3 thoughts on “Normalizing Illiberalism

  1. Wu writes:

    The radical reshaping of contemporary American minds towards an unnatural preoccupation with cultural relativism and identity tribalism began at our elite institutions. Harvard invented the holistic review process a century ago to curb the rising number of Jewish admits, which inadvertently morphed into debatable race-conscious admissions.

    I think it is very important to note that “identity tribalism” started at elite universities well before holistic review processes and such. Blacks were simple, for the most part, not able to matriculate at these (or even non-elite) universities. Hence HBCU. As is often the case, the oppressed have adopted the techniques of the oppressor and are now applying it big time.
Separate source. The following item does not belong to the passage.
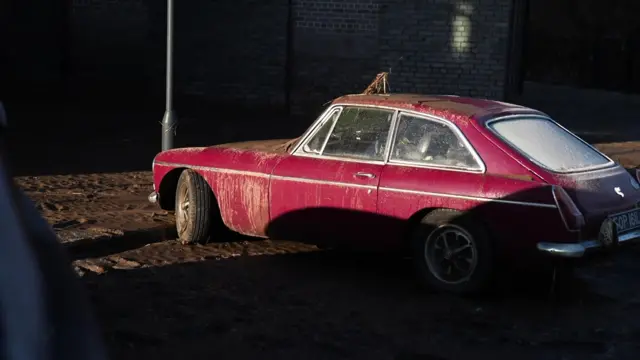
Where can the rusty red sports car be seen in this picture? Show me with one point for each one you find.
(460, 182)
    On a larger note, when we talk about disrepresentation (and for that matter systematic racism) we are really talking about descendants of slave (who are, of course, Black). If these descendants performed academically as well as whites, we would not be having these issues (or even as well academically as immigrant Africans and their offspring, who are also Black). If societal rewards had not been going disproportionately to the top 20% over the last 40 years, we would not be having this discussion either. This confluence of societal structural change plus hundreds of years of oppression has left us a real problem. Chicom struggle sessions and unseen forces of unconscious bias are not going to solve this problem for us. Let’s discuss things that might.
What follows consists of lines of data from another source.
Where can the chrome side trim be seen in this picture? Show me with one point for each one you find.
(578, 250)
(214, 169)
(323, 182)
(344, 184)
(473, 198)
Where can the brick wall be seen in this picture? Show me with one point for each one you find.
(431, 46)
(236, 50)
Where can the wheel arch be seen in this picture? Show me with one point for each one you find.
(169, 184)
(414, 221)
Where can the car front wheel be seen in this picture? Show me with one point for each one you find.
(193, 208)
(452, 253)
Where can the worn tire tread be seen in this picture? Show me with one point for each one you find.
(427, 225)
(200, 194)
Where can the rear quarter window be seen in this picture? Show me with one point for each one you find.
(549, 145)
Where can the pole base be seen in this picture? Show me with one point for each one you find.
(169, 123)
    1. As to slavery, never forget that one White man from the north died for every ten slaves that were freed, and the GAR didn’t receive a whole lot of social rewards either…

  2. “Retain qualified educators, regardless of race, to better prepare your students for gainful employment and fulfilling careers. Do something meaningful to improve your suboptimal graduation rate (46%) and devise more educational tools to help your Indigenous students, who have the lowest graduation rate of all demographics. Everything else is just a toxic smokescreen.”
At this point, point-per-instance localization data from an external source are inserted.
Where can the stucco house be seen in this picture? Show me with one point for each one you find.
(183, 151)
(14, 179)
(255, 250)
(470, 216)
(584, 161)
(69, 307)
    This seems kind of vapid, and at the same time kind of nasty. I go to the link, and find that while the 4 year graduation rate is 46.6%, the five year rate is 71.0%. Doesn’t sound too bad to me for an urban, sub-UC place. In fact, sounds to me like a lot of students from spotty backgrounds managed to make up a huge amount of ground in that fifth year. As for the indigenous graduation rate, it’s actually not that much lower than the white rate, it’s not a chasm.

    Maybe Wenyan Wu doesn’t like a lot of the stuff going on at SDSU. Neither do I. But what positive suggestions does she have instead? How to get that supposedly unsatsifactory 71.0% graduation rate up?

    I happen to have friends who teach at SDSU who are proud of how they help somewhat “marginalized” students get a leg up in life, rather than catering to the kind of crowd that UC or Stanford do.